It is possible to use not NAT able VoIP Softswitch behind pfsense/siproxd

  • We are using a not NAT able VoIP Softswitch (squire MG) behind a pfsense Firewall and connect to diffrent SIP Endpoints. The softswitch only have a local IP and the Endpoints are public IPs. The pfsense is configured as 1:1 NAT with one of our public IPs and there are Rules enabled in the firewall to allow traffic on SIP and RTP Ports they are NATed to the local IP of the Softswitch.

    local IP -> pfsense/siproxd -> SIP endpoint

    I'am able to setup a SIP endpoint on the softswitches and can accept traffic on them. But the SIP/SDP packages contain the local IP of the softwitch as contact URI. So the Endpoint cant send any ACK PAckages back to the softswitch because it isnt the public IP.

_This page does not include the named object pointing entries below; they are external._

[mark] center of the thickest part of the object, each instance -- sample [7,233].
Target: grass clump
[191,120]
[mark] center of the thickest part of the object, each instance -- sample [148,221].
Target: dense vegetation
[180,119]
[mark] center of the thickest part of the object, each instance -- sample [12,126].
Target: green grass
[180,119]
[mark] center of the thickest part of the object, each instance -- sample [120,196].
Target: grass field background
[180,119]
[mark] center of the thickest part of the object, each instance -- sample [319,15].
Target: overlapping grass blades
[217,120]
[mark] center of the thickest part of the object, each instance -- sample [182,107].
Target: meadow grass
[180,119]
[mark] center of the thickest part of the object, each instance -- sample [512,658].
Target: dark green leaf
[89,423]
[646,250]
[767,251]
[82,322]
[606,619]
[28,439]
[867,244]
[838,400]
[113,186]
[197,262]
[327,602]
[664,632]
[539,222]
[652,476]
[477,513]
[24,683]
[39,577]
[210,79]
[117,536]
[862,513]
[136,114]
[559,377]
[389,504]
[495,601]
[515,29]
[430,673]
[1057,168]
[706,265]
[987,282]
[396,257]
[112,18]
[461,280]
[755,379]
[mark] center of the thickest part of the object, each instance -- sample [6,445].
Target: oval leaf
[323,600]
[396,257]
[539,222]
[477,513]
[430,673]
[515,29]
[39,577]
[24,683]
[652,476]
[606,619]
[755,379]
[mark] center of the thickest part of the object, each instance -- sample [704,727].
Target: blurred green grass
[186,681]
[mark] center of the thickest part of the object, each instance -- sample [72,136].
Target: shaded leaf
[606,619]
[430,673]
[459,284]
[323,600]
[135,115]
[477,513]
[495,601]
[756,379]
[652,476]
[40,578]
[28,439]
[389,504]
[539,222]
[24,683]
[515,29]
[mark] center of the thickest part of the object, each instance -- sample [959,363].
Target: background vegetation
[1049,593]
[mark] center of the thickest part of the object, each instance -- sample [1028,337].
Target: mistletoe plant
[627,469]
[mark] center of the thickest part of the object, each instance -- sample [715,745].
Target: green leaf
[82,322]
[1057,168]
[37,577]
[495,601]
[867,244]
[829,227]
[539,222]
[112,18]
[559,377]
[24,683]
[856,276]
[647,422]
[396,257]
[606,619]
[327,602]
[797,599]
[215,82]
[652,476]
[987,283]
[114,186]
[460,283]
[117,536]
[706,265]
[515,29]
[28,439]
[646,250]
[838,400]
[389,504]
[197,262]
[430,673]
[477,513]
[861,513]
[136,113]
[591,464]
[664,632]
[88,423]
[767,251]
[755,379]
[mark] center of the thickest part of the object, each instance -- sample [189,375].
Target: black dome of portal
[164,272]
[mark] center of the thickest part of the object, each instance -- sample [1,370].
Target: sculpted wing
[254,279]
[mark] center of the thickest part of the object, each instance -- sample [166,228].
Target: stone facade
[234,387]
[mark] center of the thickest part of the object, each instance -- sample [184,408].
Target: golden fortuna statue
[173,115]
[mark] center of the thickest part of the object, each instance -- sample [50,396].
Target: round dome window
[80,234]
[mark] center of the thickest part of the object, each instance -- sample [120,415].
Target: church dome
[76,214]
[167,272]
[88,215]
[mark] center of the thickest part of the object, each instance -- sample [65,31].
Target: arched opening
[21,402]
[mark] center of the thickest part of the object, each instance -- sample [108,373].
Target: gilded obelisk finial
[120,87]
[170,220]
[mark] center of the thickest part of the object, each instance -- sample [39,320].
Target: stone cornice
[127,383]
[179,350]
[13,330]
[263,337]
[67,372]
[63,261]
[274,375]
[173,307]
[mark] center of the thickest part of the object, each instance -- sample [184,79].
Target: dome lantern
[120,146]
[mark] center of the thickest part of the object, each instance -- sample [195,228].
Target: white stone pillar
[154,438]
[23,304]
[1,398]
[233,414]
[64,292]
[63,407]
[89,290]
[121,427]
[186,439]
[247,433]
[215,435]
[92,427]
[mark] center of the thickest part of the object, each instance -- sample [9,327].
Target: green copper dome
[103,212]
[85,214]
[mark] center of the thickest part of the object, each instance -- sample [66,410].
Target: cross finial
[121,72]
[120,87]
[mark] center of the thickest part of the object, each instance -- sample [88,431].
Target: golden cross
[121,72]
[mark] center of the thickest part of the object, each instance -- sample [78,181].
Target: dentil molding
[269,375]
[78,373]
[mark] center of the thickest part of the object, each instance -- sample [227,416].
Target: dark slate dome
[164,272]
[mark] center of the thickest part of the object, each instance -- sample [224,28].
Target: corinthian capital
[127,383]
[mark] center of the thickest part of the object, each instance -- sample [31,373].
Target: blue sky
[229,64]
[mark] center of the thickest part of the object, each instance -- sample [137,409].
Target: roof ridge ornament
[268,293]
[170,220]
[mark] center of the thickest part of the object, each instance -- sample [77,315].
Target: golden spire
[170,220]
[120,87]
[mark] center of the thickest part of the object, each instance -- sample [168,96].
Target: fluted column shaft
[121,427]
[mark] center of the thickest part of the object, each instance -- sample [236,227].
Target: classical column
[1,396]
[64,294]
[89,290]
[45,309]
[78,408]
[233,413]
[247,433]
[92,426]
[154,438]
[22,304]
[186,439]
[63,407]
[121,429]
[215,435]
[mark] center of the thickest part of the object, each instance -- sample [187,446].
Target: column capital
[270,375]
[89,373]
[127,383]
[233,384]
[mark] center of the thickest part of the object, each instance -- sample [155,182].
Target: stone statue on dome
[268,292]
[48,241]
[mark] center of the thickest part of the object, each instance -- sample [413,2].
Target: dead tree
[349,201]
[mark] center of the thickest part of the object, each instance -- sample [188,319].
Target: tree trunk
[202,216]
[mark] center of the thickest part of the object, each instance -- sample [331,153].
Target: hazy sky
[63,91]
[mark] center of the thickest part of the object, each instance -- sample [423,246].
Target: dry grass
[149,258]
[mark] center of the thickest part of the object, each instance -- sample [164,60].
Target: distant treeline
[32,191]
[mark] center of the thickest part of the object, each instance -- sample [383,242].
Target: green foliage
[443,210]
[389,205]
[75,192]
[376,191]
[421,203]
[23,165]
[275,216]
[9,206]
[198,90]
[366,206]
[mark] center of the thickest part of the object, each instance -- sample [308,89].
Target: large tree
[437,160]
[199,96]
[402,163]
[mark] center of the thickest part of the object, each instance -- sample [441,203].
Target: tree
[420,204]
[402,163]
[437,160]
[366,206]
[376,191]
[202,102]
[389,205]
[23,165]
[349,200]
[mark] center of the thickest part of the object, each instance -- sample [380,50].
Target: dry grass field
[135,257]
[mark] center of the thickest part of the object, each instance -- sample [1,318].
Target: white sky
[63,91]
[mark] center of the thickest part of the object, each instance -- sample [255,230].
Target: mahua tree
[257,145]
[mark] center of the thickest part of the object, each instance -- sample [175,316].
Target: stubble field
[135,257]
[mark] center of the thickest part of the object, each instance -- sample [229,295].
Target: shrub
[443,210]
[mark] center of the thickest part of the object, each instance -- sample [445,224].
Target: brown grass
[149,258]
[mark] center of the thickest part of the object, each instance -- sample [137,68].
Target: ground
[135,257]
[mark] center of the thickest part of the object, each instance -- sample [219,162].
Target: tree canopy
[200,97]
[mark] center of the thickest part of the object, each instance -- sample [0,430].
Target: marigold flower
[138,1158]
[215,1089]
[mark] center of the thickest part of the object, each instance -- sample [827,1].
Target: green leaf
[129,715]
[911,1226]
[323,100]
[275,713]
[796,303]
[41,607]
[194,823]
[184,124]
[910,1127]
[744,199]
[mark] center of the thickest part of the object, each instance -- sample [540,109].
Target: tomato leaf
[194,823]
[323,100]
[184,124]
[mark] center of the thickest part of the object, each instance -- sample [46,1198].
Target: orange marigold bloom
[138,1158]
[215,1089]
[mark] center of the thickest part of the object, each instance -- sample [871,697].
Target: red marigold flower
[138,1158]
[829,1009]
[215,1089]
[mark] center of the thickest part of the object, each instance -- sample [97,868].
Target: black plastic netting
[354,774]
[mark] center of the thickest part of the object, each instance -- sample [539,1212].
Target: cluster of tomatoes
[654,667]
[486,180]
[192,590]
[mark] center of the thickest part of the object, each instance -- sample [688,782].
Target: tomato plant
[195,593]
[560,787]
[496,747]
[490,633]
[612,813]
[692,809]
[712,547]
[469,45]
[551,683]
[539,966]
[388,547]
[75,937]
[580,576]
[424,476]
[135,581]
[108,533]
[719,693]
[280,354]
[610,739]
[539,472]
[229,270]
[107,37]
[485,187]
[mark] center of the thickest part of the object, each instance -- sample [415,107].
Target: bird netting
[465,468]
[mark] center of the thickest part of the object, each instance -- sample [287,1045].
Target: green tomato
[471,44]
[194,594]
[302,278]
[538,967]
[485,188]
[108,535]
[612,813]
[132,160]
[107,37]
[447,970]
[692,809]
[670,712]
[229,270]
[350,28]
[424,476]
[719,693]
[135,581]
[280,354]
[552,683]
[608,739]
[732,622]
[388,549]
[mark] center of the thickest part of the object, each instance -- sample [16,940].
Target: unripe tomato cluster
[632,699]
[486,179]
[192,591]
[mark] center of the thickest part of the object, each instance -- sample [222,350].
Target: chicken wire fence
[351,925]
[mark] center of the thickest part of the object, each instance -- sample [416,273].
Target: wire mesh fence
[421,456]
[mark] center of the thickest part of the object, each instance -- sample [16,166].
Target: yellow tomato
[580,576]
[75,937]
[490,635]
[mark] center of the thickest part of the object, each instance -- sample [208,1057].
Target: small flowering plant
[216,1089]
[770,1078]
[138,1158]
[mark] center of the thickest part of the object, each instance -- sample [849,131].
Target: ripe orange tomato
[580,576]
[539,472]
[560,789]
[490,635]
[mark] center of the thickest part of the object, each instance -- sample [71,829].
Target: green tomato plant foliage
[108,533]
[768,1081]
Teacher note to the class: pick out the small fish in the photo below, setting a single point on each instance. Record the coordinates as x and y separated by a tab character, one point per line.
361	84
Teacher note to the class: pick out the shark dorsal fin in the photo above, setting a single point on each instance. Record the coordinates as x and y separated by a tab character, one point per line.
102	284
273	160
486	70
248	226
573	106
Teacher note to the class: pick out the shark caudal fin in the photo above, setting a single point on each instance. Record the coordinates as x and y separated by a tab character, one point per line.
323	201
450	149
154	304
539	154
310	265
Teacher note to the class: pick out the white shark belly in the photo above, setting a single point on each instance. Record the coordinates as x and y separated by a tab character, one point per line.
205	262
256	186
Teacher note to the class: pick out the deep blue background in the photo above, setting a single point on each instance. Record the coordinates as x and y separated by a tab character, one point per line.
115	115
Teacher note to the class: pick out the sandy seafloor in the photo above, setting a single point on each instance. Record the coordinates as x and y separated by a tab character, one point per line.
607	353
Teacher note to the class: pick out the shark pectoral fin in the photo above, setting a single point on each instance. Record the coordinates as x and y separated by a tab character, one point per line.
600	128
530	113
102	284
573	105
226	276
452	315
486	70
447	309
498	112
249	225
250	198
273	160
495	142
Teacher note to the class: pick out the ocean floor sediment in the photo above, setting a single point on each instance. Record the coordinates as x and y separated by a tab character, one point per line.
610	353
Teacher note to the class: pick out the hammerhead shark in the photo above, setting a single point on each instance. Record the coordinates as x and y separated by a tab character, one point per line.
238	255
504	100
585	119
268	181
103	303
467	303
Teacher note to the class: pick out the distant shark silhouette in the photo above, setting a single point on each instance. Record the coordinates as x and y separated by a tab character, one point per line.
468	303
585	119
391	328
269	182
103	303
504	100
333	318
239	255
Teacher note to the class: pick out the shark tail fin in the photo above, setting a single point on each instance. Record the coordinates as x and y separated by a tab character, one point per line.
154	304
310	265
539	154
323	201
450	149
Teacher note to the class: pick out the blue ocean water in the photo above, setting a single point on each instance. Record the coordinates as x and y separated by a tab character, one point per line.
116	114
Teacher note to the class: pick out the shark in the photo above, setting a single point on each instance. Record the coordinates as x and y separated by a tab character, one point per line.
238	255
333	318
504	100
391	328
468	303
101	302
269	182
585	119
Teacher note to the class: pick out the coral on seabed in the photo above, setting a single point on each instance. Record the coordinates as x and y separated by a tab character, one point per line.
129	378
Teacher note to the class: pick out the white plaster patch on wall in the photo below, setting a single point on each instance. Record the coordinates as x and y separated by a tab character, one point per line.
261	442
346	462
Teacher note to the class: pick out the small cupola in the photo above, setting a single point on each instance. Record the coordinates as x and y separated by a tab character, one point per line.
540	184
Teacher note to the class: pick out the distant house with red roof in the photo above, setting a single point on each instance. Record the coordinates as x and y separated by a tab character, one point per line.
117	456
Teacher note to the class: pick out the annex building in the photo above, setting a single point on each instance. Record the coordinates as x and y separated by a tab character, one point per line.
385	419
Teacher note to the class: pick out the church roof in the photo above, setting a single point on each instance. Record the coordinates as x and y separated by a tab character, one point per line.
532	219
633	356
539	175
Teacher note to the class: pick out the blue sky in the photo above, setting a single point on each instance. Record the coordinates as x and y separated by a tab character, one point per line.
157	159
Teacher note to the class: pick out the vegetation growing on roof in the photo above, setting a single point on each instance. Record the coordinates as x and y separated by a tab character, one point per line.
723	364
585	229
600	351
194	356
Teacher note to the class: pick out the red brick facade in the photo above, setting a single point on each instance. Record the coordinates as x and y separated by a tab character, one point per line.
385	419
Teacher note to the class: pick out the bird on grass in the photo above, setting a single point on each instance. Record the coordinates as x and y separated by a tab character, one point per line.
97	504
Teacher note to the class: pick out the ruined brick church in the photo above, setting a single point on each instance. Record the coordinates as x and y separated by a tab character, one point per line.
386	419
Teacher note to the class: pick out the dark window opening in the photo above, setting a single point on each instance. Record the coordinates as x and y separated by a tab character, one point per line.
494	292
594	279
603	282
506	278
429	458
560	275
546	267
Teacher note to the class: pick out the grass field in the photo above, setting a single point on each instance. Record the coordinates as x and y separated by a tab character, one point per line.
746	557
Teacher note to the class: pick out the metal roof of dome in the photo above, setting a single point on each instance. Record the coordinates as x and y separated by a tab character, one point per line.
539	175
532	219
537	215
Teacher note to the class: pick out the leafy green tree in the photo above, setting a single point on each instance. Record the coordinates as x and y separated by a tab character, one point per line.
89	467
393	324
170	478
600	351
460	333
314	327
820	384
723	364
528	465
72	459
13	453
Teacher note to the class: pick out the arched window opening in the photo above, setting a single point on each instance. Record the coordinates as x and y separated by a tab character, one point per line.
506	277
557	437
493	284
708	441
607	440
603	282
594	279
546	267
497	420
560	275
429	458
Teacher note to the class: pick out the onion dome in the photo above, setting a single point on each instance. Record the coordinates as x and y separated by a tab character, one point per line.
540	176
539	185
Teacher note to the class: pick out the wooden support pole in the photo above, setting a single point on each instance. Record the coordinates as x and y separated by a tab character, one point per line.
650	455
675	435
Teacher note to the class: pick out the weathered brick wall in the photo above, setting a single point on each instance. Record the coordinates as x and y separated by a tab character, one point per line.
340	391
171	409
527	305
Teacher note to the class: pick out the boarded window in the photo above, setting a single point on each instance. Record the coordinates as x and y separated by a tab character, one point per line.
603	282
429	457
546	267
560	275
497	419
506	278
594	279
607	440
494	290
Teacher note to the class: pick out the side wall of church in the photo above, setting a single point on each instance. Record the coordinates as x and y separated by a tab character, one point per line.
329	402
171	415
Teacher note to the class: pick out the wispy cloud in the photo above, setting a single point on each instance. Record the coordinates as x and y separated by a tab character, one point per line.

    With Google I find siproxd as solution for that NAT Problem but dont know how to configure it with pfsense that siproxd masquerade this localIP in the SIP/SDP Packages. I have enable siproxd and set inbound Interface to WAN and outbound Interface to LAN. The Problem is that that the soft switch is connected as SIP Trunk so the siproxd don't know where to route the traffic.

    sip_find_direction: unable to determine direction of SIP packet

    Is it possible to reroute all traffic to the soft switch without send a 302 to the source?